Le nucléaire a ceci de frustrant, quand on le prend comme objet de recherches, que l’on ne peut faire état que d’une fraction de ce que l’on est amené à voir. J’ai des dizaines de pages de notes sur des situations, des conversations, des observations que je ne peux pas exploiter. Les clauses de confidentialité grèvent la possibilité de communiquer la totalité des faits appris ou observés (même quand ils n’ont rien de particulièrement sulfureux). Et surtout, déontologiquement, il faut être certain de toujours protéger l’anonymat de ses interlocuteurs.
J’ai été amené à discuter du secret la semaine dernière au LATTS, qui m’avait invité à donner un papier en séminaire (le papier portait sur le rôle des classifications dans la conduite des affaires du monde, pour le dire vite). La discussion a dérivé sur la nature du secret dans les enquêtes géographiques. Je faisais valoir que la distinction de Hugh Gusterson, dans son People of the Bomb, était particulièrement opérante: le secret ne vaut pas comme contenu mais comme rituel. Cela m’avait particulièrement frappé un soir de 2010, quand j’allai à un rendez-vous sur un site nucléaire. C’était la fin de la journée. Je ne connaissais pas mon interlocuteur, auquel m’avait introduit une connaissance commune. Entré en voiture sur le site, passé par le poste de contrôle (qui m’avait fait vider mes poches à la recherche de clés USB, cet objet d’apocalypse), j’avais un peu tatônné pour trouver le lieu précis du rendez-vous, poussé quelques portes au hasard, me retrouvant dans de grands halls bourdonnants et vides, peuplés de machines étranges.

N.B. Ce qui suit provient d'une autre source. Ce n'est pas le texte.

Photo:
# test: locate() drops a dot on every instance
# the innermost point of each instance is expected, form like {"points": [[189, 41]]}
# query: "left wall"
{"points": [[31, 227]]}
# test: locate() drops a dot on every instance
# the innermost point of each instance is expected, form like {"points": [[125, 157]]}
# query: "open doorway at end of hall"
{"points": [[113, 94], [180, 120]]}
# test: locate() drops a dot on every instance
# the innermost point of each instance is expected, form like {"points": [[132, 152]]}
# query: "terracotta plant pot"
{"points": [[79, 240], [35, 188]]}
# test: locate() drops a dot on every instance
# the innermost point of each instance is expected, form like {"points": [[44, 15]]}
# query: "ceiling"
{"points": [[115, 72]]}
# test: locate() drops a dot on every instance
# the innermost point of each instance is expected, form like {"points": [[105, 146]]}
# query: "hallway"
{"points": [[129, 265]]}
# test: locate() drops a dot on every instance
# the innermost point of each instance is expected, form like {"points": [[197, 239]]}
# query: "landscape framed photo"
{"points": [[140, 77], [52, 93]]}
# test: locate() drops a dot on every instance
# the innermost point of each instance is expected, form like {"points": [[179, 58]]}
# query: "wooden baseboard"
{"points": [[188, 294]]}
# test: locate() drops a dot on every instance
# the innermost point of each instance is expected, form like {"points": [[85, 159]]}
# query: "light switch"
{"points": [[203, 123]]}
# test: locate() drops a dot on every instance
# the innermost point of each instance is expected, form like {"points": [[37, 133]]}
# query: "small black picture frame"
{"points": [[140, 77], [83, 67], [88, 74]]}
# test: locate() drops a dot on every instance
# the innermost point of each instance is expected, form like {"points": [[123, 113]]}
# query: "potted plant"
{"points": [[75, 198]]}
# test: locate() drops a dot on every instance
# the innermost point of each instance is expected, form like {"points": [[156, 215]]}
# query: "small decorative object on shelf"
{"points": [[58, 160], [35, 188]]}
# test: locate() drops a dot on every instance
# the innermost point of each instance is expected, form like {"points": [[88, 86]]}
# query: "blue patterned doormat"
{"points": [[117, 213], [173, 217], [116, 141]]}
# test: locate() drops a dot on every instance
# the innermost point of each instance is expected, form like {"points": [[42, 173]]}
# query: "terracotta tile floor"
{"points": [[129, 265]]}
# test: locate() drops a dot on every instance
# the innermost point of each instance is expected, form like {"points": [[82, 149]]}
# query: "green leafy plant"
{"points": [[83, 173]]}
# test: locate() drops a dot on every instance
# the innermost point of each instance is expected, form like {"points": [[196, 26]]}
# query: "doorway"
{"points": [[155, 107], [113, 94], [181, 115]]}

J’avais finalement trouvé le chemin du petit bureau où m’attendait mon rendez-vous. La discussion avait été intéressante et animée. Et puis, j’avais demandé, à un moment, une précision sur les coûts de ce que me décrivait mon interlocuteur. Là, la réponse avait été ennuyée mais ferme: « Je ne peux pas répondre ». Je relançais: « Même avec des ordres de grandeur? ». De plus en plus ennuyé, mon interlocuteur m’avait dit: « Non, ça, vraiment, je ne peux pas. »
Le lendemain, j’avais fait une recherche plus précise, en utilisant des mots clés très spécifiques. Et là, je tombai sur un dossier de presse complet rédigé par l’institution en question, qui donnait la totalité des chiffres qui m’intéressaient. Le dossier était même destiné à un « petit déjeuner de presse », c’est dire que les chiffres étaient tellement peu sensibles que les journalistes ne risquaient pas de s’étouffer avec leur croissant… Le secret: pas un contenu, un rituel.